On 11 March 2013 19:00, Greg Stark <stark@mit.edu> wrote:
> On Sun, Mar 10, 2013 at 10:01 PM, Tom Lane <tgl@sss.pgh.pa.us> wrote:
>> Another thing that would be easy to implement is to say that the new row
>> value is fully determined locally (including defaults if any) and remote
>> defaults have nothing to do with it. But I think that's almost
>> certainly a usability fail --- imagine that the remote has a
>> sequence-generated primary key, for instance. I think it's probably
>> necessary to permit remote insertion of defaults for that sort of table
>> definition to work conveniently.
>
> It feels a bit like unpredictable magic to have "DEFAULT" mean one
> thing and omitted columns mean something else.
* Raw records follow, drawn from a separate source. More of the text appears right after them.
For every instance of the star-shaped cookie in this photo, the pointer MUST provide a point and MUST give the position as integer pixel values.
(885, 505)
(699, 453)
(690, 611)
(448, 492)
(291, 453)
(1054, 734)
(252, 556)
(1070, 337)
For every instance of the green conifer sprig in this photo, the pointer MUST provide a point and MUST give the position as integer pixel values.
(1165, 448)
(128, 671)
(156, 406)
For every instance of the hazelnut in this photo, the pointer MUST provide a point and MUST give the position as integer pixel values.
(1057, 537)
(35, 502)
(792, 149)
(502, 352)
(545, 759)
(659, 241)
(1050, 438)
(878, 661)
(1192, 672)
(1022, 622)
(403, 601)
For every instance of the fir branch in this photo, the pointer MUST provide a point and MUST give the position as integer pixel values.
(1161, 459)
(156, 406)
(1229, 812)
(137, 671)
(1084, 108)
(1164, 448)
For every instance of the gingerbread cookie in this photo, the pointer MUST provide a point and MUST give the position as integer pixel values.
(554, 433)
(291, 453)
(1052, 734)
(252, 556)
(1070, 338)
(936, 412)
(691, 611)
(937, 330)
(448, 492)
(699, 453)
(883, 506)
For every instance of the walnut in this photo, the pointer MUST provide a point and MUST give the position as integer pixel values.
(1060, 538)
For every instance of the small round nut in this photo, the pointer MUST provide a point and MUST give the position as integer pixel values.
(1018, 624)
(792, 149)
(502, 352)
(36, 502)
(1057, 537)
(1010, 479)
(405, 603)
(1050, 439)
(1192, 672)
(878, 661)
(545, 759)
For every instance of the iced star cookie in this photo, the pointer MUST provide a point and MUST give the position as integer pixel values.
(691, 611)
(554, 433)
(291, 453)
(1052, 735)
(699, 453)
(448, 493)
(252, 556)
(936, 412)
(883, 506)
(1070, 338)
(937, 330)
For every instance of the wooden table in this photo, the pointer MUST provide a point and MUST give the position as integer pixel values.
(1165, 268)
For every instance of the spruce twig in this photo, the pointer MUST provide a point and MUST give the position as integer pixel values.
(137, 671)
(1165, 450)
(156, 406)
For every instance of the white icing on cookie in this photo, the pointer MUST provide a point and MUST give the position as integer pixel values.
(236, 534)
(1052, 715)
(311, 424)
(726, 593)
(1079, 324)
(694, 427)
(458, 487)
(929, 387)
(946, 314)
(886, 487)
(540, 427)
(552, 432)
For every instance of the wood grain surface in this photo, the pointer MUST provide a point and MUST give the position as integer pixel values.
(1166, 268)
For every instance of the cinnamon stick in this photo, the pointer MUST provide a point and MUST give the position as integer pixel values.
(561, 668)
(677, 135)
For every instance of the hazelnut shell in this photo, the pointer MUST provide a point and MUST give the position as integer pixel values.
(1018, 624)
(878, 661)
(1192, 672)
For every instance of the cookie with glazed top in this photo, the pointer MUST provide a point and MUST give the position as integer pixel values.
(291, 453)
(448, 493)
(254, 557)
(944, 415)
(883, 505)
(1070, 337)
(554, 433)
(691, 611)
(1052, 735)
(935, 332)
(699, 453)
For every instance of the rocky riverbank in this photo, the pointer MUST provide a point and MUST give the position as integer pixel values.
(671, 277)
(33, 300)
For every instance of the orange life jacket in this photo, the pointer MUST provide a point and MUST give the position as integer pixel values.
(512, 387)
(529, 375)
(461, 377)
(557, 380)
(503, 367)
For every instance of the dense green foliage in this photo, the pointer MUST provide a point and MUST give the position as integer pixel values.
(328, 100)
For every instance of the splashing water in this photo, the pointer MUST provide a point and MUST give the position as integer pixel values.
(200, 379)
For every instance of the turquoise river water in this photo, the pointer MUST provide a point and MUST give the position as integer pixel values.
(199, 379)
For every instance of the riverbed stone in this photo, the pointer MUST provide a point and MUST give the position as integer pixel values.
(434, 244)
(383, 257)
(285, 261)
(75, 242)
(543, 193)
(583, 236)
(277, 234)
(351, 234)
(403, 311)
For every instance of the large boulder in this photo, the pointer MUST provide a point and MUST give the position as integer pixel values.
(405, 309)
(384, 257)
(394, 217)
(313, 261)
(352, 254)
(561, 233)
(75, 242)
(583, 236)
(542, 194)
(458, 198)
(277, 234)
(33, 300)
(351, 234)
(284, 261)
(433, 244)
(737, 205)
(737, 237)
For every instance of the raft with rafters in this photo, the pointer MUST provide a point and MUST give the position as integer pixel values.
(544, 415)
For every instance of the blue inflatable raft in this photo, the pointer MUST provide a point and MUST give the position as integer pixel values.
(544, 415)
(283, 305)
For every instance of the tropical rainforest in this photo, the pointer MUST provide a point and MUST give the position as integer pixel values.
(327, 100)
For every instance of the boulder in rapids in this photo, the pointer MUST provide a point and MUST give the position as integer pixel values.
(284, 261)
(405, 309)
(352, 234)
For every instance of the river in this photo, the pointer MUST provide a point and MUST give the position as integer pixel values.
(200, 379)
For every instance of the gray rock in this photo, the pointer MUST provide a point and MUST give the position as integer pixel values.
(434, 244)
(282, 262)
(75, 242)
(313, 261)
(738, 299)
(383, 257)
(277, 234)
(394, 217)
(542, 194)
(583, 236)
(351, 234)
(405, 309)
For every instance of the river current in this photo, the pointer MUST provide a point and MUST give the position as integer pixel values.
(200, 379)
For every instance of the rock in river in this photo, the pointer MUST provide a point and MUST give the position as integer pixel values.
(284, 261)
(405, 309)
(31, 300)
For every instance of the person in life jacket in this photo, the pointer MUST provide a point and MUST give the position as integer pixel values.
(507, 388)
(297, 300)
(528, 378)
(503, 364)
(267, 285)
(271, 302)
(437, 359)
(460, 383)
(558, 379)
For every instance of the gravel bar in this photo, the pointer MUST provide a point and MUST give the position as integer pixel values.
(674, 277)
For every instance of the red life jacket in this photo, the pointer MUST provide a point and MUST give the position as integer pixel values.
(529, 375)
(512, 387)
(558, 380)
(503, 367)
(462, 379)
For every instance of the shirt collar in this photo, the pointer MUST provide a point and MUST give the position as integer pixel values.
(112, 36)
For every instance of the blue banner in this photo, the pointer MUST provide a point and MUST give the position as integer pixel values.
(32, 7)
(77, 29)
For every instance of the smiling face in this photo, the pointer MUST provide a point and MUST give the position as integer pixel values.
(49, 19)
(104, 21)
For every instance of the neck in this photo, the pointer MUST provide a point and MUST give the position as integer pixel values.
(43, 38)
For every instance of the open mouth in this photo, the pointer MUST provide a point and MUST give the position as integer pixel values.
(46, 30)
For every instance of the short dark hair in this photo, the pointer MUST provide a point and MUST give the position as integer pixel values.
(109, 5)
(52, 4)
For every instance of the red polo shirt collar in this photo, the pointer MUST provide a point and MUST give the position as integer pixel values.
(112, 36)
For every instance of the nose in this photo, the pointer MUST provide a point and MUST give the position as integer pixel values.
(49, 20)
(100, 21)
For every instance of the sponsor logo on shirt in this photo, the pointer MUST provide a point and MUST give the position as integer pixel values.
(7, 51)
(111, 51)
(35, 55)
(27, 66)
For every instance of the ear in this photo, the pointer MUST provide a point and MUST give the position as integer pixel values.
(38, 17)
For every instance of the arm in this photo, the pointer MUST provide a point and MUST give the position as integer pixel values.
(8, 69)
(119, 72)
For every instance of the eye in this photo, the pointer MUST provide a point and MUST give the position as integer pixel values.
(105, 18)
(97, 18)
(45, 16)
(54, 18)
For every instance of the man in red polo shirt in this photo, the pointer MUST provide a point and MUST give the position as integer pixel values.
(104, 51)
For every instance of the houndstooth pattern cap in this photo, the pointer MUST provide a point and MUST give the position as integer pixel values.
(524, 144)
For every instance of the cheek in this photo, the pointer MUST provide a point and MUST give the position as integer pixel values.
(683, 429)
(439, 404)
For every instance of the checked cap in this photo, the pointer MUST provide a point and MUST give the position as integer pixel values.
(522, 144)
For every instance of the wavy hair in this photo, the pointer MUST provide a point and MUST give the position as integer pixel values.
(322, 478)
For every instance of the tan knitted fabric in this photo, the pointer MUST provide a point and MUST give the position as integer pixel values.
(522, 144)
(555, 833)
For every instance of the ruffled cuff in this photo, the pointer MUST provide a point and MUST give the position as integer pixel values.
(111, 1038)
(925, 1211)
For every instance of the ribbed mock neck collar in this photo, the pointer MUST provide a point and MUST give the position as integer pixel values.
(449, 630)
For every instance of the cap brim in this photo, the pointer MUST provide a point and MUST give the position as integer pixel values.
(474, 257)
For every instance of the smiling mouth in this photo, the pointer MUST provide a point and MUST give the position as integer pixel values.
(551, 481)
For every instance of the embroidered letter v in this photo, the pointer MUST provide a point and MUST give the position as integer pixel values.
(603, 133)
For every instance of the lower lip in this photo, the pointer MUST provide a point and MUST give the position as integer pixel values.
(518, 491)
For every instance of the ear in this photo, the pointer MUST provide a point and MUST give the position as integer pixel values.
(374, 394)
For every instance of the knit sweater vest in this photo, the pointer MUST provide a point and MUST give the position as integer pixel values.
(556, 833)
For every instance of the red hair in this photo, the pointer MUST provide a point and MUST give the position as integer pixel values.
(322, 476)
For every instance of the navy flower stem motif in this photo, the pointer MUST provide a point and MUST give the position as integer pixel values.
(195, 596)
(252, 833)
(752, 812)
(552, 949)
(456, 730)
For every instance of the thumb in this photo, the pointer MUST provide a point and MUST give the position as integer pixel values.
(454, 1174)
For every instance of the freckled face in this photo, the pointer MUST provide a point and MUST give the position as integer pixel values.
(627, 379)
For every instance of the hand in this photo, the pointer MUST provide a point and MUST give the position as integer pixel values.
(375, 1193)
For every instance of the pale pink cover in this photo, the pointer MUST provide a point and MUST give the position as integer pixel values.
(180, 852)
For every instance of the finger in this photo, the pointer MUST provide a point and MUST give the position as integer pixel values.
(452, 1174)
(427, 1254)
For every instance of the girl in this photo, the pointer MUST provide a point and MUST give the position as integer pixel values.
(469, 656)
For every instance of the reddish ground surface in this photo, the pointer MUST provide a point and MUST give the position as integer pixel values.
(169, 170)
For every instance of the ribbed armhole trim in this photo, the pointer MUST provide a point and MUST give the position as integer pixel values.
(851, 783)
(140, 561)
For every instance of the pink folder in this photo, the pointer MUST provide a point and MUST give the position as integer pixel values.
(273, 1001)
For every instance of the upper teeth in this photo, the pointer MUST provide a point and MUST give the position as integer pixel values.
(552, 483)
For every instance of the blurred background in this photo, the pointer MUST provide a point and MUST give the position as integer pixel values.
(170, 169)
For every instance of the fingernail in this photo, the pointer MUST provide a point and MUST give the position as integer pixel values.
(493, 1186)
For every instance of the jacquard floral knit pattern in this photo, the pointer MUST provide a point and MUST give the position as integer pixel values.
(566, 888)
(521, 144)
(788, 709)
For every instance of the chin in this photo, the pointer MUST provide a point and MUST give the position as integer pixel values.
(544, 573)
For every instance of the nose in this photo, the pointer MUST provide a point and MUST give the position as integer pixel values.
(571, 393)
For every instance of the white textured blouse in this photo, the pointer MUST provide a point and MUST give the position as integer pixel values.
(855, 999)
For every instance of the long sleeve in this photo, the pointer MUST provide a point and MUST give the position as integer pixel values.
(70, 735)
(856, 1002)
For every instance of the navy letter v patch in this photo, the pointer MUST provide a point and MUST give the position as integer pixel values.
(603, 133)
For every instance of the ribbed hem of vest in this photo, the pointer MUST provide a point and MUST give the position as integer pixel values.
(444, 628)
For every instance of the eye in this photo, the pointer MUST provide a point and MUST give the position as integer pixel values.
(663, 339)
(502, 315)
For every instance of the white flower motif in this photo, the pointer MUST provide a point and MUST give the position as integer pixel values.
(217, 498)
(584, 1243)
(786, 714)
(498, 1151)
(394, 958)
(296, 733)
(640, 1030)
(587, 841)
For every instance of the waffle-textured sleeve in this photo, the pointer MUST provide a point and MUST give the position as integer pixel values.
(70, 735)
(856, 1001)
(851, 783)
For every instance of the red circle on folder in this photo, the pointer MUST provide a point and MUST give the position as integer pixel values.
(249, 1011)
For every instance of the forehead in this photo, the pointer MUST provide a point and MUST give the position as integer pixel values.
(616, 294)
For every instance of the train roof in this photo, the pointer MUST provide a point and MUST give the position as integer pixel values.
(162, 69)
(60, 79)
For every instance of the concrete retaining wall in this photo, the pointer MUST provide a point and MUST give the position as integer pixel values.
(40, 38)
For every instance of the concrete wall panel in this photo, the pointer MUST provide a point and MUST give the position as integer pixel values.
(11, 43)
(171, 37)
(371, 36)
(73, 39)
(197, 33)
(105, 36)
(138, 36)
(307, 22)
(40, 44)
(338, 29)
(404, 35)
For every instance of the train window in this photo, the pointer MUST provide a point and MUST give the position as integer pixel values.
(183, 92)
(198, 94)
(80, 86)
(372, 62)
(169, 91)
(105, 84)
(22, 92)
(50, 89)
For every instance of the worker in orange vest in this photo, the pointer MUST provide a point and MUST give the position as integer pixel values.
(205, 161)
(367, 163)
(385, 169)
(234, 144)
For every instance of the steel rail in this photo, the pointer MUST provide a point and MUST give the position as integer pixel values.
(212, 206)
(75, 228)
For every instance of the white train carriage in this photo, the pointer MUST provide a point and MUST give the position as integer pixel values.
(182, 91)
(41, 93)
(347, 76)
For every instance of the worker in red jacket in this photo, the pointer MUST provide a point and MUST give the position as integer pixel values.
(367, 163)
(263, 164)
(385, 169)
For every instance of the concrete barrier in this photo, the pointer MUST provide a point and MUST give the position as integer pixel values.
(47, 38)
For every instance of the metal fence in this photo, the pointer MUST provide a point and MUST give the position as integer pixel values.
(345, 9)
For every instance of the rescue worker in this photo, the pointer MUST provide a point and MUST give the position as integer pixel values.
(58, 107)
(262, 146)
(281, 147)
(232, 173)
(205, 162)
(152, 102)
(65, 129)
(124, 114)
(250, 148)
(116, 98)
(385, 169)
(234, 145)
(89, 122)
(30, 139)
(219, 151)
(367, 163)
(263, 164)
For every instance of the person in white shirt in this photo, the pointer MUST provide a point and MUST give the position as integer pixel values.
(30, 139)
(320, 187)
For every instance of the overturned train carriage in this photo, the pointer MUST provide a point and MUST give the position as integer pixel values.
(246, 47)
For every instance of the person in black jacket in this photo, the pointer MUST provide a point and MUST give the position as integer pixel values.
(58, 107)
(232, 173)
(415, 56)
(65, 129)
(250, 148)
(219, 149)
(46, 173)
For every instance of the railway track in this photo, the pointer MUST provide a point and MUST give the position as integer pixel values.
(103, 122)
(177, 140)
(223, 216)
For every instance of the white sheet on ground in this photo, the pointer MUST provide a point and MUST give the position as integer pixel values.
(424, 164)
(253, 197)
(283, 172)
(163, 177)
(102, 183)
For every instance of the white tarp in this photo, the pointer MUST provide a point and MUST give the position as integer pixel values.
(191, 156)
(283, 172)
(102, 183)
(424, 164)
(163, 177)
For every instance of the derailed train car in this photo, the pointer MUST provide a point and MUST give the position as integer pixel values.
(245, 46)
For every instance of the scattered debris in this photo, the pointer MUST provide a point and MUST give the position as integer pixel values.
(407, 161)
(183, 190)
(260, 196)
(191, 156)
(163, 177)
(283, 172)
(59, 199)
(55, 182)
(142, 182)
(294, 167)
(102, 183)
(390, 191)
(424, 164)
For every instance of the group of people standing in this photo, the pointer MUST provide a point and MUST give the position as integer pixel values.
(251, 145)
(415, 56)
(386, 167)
Perhaps we should have
> an explicit LOCAL DEFAULT and REMOTE DEFAULT and then have DEFAULT and
> omitted columns both mean the same thing.
>
> This starts getting a bit weird if you start to ask what happens when
> the remote table is itself an FDW though....
We could have something like:
CREATE FOREIGN TABLE ...
... OPTION (default <locality>);
where <locality> is 'local' or 'remote'. But then this means it still
can't be specified in individual queries, or have a different locality
between columns on the same foreign table.